「IPで通信するのに、なんでMACアドレスが必要なの?」。ここを埋めてくれるのがARPでした。
IPだけでは届かない
通信の宛先はIPアドレスで指定しますが、同じネットワーク内で実際にフレームを届けるにはMACアドレス(機器固有の物理アドレス)が要ります。IPは「住所」、MACは「その家の表札」のようなイメージです。IPは分かってもMACを知らないと、L2では渡せません。
ARPが橋渡しをする
そこでARP(Address Resolution Protocol)が、「このIPの人、MACアドレス教えて!」とネットワーク全体に叫びます(ブロードキャスト)。該当するIPを持つ機器だけが「それ私です、MACはこれです」と返事します(ユニキャスト)。

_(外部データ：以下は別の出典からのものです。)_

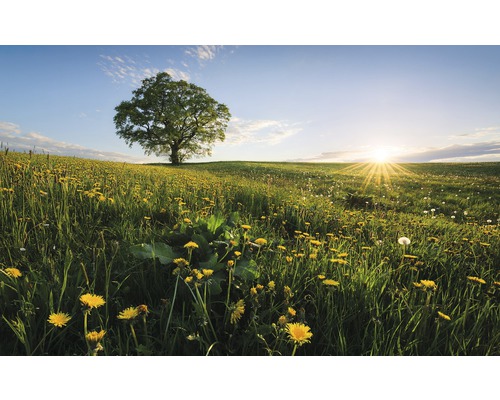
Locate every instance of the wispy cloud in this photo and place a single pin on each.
(13, 138)
(270, 132)
(491, 132)
(8, 128)
(203, 53)
(482, 151)
(123, 69)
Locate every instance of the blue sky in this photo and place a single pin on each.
(321, 103)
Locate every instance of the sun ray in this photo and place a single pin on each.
(378, 173)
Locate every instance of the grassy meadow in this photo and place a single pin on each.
(240, 258)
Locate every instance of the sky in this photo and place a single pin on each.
(311, 103)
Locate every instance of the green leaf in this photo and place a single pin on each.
(246, 270)
(163, 252)
(214, 222)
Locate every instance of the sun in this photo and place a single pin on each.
(380, 156)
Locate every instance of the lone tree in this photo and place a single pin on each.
(171, 117)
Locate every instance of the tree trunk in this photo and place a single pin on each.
(174, 155)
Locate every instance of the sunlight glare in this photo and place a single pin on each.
(380, 155)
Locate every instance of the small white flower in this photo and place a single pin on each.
(404, 241)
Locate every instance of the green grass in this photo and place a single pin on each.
(74, 226)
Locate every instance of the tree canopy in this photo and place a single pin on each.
(174, 118)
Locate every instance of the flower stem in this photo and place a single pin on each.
(134, 336)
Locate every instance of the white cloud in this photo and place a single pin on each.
(125, 69)
(8, 128)
(12, 138)
(270, 132)
(203, 53)
(491, 132)
(472, 152)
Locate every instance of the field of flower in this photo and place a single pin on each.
(239, 258)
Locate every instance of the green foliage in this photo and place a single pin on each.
(217, 258)
(171, 117)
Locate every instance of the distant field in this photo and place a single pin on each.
(245, 258)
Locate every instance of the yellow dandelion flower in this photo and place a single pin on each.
(95, 336)
(261, 241)
(238, 310)
(444, 316)
(207, 272)
(59, 319)
(92, 300)
(181, 262)
(298, 333)
(13, 272)
(129, 313)
(476, 279)
(142, 309)
(428, 284)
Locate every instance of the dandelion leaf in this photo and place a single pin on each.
(163, 252)
(246, 270)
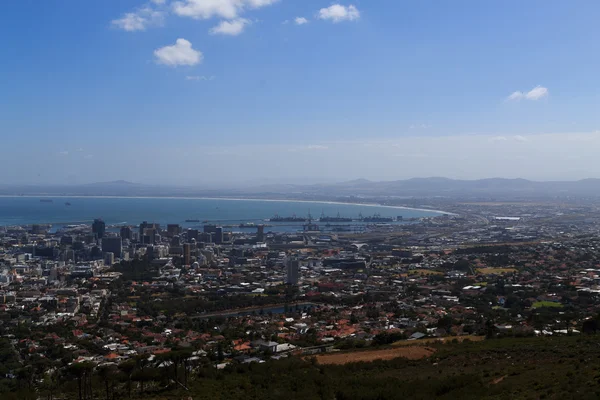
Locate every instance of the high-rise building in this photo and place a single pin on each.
(260, 236)
(98, 228)
(173, 229)
(187, 256)
(112, 245)
(126, 233)
(192, 234)
(293, 271)
(109, 258)
(145, 227)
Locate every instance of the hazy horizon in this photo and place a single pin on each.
(225, 92)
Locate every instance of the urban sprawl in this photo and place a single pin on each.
(86, 299)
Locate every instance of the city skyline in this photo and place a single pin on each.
(464, 90)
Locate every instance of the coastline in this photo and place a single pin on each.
(441, 212)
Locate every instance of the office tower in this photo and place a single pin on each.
(126, 233)
(112, 245)
(98, 228)
(260, 236)
(293, 271)
(146, 227)
(193, 234)
(109, 258)
(173, 229)
(187, 256)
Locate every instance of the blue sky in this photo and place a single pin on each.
(164, 91)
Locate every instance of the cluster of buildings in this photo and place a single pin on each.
(244, 297)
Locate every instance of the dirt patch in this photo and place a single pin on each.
(447, 339)
(412, 353)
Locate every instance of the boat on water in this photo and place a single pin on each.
(337, 218)
(293, 218)
(375, 218)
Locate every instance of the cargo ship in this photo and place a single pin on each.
(337, 218)
(293, 218)
(375, 218)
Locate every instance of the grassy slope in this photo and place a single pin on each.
(529, 368)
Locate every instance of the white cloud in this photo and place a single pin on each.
(420, 126)
(181, 53)
(537, 93)
(199, 78)
(206, 9)
(338, 13)
(231, 28)
(139, 20)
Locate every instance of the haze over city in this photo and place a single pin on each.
(267, 91)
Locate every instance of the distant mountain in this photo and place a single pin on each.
(421, 187)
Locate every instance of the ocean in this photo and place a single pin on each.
(60, 211)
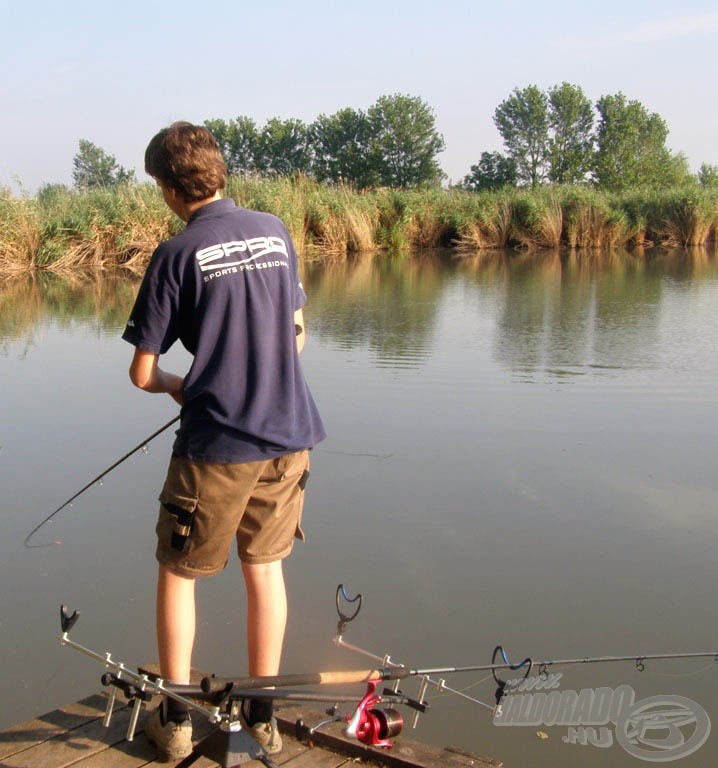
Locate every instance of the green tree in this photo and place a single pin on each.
(342, 148)
(92, 167)
(283, 147)
(569, 150)
(404, 142)
(493, 171)
(523, 122)
(708, 176)
(239, 141)
(631, 147)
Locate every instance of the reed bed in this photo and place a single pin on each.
(60, 229)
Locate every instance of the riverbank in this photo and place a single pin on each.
(62, 229)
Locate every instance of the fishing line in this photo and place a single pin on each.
(91, 483)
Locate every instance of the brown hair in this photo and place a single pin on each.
(186, 158)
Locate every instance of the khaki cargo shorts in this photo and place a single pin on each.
(204, 506)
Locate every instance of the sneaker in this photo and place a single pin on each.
(171, 740)
(265, 734)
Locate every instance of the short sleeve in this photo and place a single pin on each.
(153, 324)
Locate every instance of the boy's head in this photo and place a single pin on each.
(186, 158)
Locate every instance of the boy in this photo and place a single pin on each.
(228, 288)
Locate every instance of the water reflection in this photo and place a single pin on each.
(521, 451)
(102, 302)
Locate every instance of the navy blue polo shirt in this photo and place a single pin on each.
(227, 287)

ARPリクエスト(全員へ): 192.168.10.1 のMAC教えて
ARPリプライ(本人だけ): 192.168.10.1 は AA:BB:CC:DD:EE:FF です
一度聞いたら「ARPテーブル」に一定時間キャッシュされ、毎回聞かずに済みます。
実機で見てみる
arp -a
でPCが覚えているIPとMACの対応表が見られます。ゲートウェイのMACがちゃんと載っていれば、少なくともそこまではやり取りできている、という切り分けにも使えます。
トラブルの元にもなる
ARPは便利ですが、同じIPを2台が持ってしまう「IPアドレス重複」が起きると、ARPの返事が混線して通信が不安定になります。「たまに繋がってたまに切れる」ときは、ARPテーブルを見て、ゲートウェイのMACが時々変わっていないか確認する、という手が使えると先輩に教わりました。
まとめ
- 通信の最終的な宛先指定はIP、実際の配送はMAC
- ARPはIP→MACを解決するための問い合わせ
arp -aで対応表を確認できる
裏方だけど、これが動いていないと同じネットワーク内すら通信できない、大事な仕組みでした。